CUDA compiles to hardware agnostic intermediary binaries which can run on any hardware as long as the target feature level is compatible and you can target multiple feature levels with a single binary.

CUDA code compiled 10 years ago still runs just fine, ROCm require recompilation every time the framework is updated and every time a new hardware is released.



That's all software. There is nothing but resources between here and a release of ROCm that compiles existing code into a stable intermediate representation, if that's something people care about. (It's not clear if it is for anything with published source code; then it matters a lot more if the new version can compile the old code than if the new hardware can run the old binary, since it's not exactly an ordeal to hit the "compile" button once or even ship something that does that automatically.)


It’s a must, published source code or not it doesn’t help.

First there is no forward compatibility guarantee for compiling and based on current history it always breaks.

Secondly even if the code is available a design that breaks software on other users machine is stupid and anti user.

Plenty of projects could import libraries and then themselves be upstream dependencies for other projects, many of which may not be supported.

CUDA is king because people can and still do run 15 year old compiles CUDA code on a daily basis and they know that what they produced today is guaranteed to work on all current and future hardware.

With ROCm you have no guarantee that it would work on even the hardware from the same generation and you pretty much have a guarantee that the next update will break your stuff.

This was a problem with all AMD compilers for GPGPU and ROCm should’ve tried to solve it from day 1 but it still adopted a poor design and that has nothing to do with how many people are working on it.

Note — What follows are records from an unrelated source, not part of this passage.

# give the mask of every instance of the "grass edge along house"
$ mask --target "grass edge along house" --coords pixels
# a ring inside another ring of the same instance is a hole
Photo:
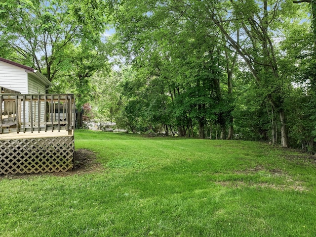
[[[0,175],[73,167],[75,98],[47,94],[32,68],[0,58]]]

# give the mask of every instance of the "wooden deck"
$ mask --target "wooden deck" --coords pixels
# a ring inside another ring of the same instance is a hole
[[[52,132],[51,130],[48,130],[46,132],[41,131],[40,133],[38,132],[33,132],[33,133],[26,132],[25,133],[14,132],[0,134],[0,140],[52,138],[54,137],[72,137],[73,136],[73,131],[72,132],[72,134],[69,135],[69,131],[66,130],[60,130],[60,132],[58,131]]]
[[[72,94],[0,93],[0,175],[71,169],[75,108]]]

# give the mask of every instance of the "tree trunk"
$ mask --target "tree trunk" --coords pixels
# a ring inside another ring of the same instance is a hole
[[[233,126],[233,119],[234,118],[233,118],[233,116],[231,115],[230,117],[230,126],[229,128],[228,128],[228,136],[227,138],[228,140],[233,139],[233,136],[234,136],[234,126]]]
[[[202,139],[205,138],[204,131],[204,120],[202,119],[198,120],[198,138]]]
[[[220,139],[224,140],[225,139],[225,127],[224,126],[221,126],[221,137]]]
[[[167,125],[166,124],[165,124],[164,125],[164,127],[165,128],[165,135],[166,136],[169,136],[169,126]]]
[[[285,122],[285,116],[283,109],[279,112],[280,120],[281,121],[281,145],[283,147],[289,147],[288,139],[287,136],[287,128]]]

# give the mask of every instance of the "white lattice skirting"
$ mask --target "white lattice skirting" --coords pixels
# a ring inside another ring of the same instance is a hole
[[[73,136],[0,140],[0,175],[65,172],[74,152]]]

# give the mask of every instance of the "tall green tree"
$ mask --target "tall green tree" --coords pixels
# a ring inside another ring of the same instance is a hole
[[[0,45],[13,52],[2,56],[37,68],[52,81],[68,66],[72,47],[99,41],[106,12],[98,0],[2,1]]]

> Secondly even if the code is available a design that breaks software on other users machine is stupid and anti user.

Most things work like this. You can't natively run ARM programs on x86 or POWER or vice versa, but in most languages you can recompile the code. If you have libraries then you recompile the libraries. All it takes is distributing the code instead of just a binary. Not distributing the code is stupid and anti-user.

> This was a problem with all AMD compilers for GPGPU and ROCm should’ve tried to solve it from day 1 but it still adopted a poor design and that has nothing to do with how many people are working on it.

It isn't even a design decision. Compilers will commonly emit machine code that checks for hardware features like AVX and branch to different instructions based on whether the machine it's running on supports that. That feature can be added to a compiler at any time.

The compiler is open source, isn't it? You could add it yourself, absent any resource constraints.


No most thing’s definitely don’t work like this. I don’t expect my x86 program to stop working after a software update or not to work on new x86 CPUs that’s just ridiculous.

Also if you expect anyone to compile anything you probably haven’t shipped anything in your life.

ROCm is a pile of rubbish until they throw it out and actually have a model that would guarantee forward and backward compatibility it would remain useless for anyone who actually builds software other people use.


> I don’t expect my x86 program to stop working after a software update or not to work on new x86 CPUs that’s just ridiculous.

Your x86 program doesn't work on Apple Silicon without something equivalent to a recompile. Old operating systems very commonly can't run on bare metal new hardware because they don't have drivers for it.

Even the IR isn't actually machine code, it's just a binary format of something that gets compiled into actual machine code right before use.

> Also if you expect anyone to compile anything you probably haven’t shipped anything in your life.

Half the software people run uses JIT compilation of some kind.